Дух принялся вяло ковырять вилкой заливное мясо, принесенное официантом. Давид ощутил разочарование. Попав на остров, он быстро понял, что обещания референта — обычная словесная шелуха, обман, вроде красивого фантика на невкусной конфете. Старичок безрассудно сорвал фантик обещания, и оголилась горькая правда.
— А эти, бежавшие, — спросил Давид старичка. — Их что — на берегу постреляли?
— Нет. Одного, говорят, ранили. Того, кто с карабином был.
— И где они?
Дух принялся за кофе.
— Мне сказали, что их поместили в изолятор клиники.
Давид оставил на столике деньги и поднялся.

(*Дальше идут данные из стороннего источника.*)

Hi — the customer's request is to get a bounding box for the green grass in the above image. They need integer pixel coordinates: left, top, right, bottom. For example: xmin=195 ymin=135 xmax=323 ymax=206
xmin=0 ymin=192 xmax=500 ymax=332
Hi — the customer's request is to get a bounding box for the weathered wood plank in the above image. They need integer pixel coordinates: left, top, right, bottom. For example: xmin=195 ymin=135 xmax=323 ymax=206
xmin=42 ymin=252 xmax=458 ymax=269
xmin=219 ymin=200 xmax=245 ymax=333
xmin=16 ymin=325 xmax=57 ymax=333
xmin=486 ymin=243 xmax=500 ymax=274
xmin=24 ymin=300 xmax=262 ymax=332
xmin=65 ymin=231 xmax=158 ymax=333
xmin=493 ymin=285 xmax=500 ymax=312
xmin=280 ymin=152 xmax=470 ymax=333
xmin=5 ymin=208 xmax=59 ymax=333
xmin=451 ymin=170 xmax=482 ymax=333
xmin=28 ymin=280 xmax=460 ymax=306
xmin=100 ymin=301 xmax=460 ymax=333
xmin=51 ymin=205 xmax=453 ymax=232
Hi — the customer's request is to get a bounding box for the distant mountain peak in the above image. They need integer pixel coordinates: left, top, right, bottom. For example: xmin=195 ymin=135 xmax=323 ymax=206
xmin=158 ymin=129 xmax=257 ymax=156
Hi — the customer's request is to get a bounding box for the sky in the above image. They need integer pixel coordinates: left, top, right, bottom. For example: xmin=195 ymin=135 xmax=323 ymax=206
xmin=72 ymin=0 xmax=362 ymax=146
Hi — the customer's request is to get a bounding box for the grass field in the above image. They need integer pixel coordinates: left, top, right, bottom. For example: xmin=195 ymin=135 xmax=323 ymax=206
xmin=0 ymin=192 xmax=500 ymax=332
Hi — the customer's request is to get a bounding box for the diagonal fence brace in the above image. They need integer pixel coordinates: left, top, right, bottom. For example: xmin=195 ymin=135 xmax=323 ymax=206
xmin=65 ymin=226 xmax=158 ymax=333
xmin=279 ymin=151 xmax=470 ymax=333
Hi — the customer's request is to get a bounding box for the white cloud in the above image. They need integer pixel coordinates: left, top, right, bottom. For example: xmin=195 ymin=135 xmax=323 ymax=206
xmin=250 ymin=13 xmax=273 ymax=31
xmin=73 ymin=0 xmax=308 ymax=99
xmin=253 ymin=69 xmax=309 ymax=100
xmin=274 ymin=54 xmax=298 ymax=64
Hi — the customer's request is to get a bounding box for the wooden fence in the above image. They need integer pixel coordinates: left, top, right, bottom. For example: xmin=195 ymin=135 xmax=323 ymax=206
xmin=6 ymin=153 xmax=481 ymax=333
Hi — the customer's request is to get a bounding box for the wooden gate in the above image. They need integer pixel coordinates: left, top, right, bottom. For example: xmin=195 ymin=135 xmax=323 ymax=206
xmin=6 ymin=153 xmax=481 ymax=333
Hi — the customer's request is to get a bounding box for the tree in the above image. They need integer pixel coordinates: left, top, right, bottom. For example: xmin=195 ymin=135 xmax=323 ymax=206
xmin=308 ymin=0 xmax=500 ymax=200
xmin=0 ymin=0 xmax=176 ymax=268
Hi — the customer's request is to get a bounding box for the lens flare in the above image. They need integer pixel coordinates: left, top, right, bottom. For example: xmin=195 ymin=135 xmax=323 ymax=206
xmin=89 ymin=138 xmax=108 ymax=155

— Идешь? — спросил он Бернгри. Тот отрицательно покачал головой.
— В номере слишком тоскливо. Пожалуй, я загляну в видеобар.
Давид вышел.
Было уже сумрачно. Справа над черной полоской холмов висела огромная щербатая Луна. Нагретая за день земля отдавала воздуху тепло вместе с душными испарениями. В потемневшем небе повисли яркие одиночные звезды. В роще слышался монотонный крик какой-то одуревшей птицы.
Мимо прошел патруль. Один из солдат держал на поводке здоровенного рыжего пса. Поравнявшись с Давидом, пес шумно втянул носом воздух и заворчал. Луч фонарика на мгновение осветил лицо Ойха, фонарик погас, и солдаты двинулись в направлении молочно высвеченного прожекторами куба Больничного Центра.

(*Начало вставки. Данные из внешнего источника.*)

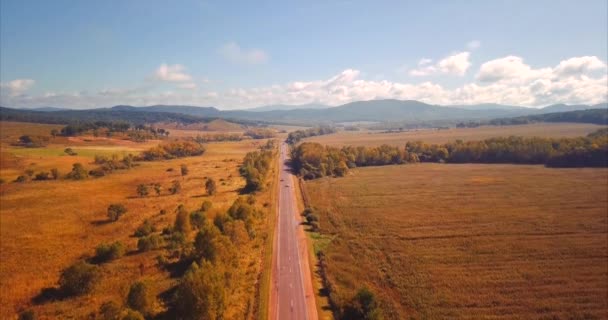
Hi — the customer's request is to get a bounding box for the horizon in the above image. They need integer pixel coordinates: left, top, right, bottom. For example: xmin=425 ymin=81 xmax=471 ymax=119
xmin=0 ymin=0 xmax=608 ymax=110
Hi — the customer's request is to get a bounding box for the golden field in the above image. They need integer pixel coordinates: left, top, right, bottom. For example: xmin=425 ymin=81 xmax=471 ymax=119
xmin=0 ymin=123 xmax=271 ymax=319
xmin=305 ymin=164 xmax=608 ymax=319
xmin=305 ymin=123 xmax=605 ymax=146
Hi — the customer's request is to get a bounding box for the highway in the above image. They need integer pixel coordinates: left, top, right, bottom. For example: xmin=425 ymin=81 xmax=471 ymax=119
xmin=270 ymin=143 xmax=317 ymax=320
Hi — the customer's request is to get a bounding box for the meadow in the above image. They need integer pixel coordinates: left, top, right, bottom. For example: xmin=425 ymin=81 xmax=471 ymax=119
xmin=0 ymin=123 xmax=272 ymax=319
xmin=304 ymin=123 xmax=605 ymax=146
xmin=305 ymin=164 xmax=608 ymax=319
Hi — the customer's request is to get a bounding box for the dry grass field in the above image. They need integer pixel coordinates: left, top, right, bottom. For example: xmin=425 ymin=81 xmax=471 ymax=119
xmin=0 ymin=123 xmax=270 ymax=319
xmin=305 ymin=123 xmax=604 ymax=146
xmin=306 ymin=165 xmax=608 ymax=319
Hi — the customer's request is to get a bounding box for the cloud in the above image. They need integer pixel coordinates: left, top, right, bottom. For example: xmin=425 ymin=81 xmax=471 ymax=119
xmin=153 ymin=63 xmax=192 ymax=82
xmin=467 ymin=40 xmax=481 ymax=50
xmin=0 ymin=79 xmax=36 ymax=96
xmin=409 ymin=51 xmax=471 ymax=77
xmin=0 ymin=56 xmax=608 ymax=109
xmin=219 ymin=42 xmax=269 ymax=64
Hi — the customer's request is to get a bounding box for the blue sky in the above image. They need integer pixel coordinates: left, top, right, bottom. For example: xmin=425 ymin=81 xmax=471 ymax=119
xmin=0 ymin=0 xmax=608 ymax=108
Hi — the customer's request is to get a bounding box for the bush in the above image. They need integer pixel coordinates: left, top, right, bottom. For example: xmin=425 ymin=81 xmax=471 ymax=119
xmin=67 ymin=163 xmax=89 ymax=180
xmin=99 ymin=301 xmax=121 ymax=320
xmin=34 ymin=171 xmax=50 ymax=180
xmin=120 ymin=309 xmax=145 ymax=320
xmin=59 ymin=261 xmax=101 ymax=296
xmin=95 ymin=241 xmax=126 ymax=262
xmin=127 ymin=281 xmax=154 ymax=314
xmin=137 ymin=234 xmax=163 ymax=252
xmin=205 ymin=178 xmax=217 ymax=196
xmin=19 ymin=310 xmax=36 ymax=320
xmin=137 ymin=183 xmax=150 ymax=198
xmin=108 ymin=203 xmax=127 ymax=221
xmin=190 ymin=211 xmax=207 ymax=229
xmin=173 ymin=204 xmax=192 ymax=234
xmin=135 ymin=219 xmax=156 ymax=238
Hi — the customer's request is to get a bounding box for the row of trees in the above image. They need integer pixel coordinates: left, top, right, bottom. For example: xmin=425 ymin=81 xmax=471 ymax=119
xmin=292 ymin=130 xmax=608 ymax=179
xmin=287 ymin=126 xmax=337 ymax=144
xmin=137 ymin=140 xmax=205 ymax=161
xmin=239 ymin=140 xmax=275 ymax=192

Давид докурил сигарету и повернул назад. Прогулка после встречи с патрулем показалась ему глупой демонстрацией своей мнимой свободы.
В вестибюле он встретил Бернгри.
— У меня такое чувство, что я в чем-то виноват перед Влахом, — сказал Бернгри. — Он мне показался больным.
— Он здоровее нас обоих. Просто он сломался, Два. Он устал бояться. Такое тоже бывает.
— Это не делает ему чести.
— Слова, — перебил его Давид. — Ты не знаешь, почему его не было за ужином?
— После вчерашнего скандала я не хочу его видеть, — мрачно сообщил Бернгри. — Никогда не забуду его лагерных речей о роли художника в обществе и о низости тех, кто предает искусство. Где он был искренним — в лагере или здесь? Но ведь книги-то он писал честные!
— Иногда благополучие испытывает людей больше, чем беда.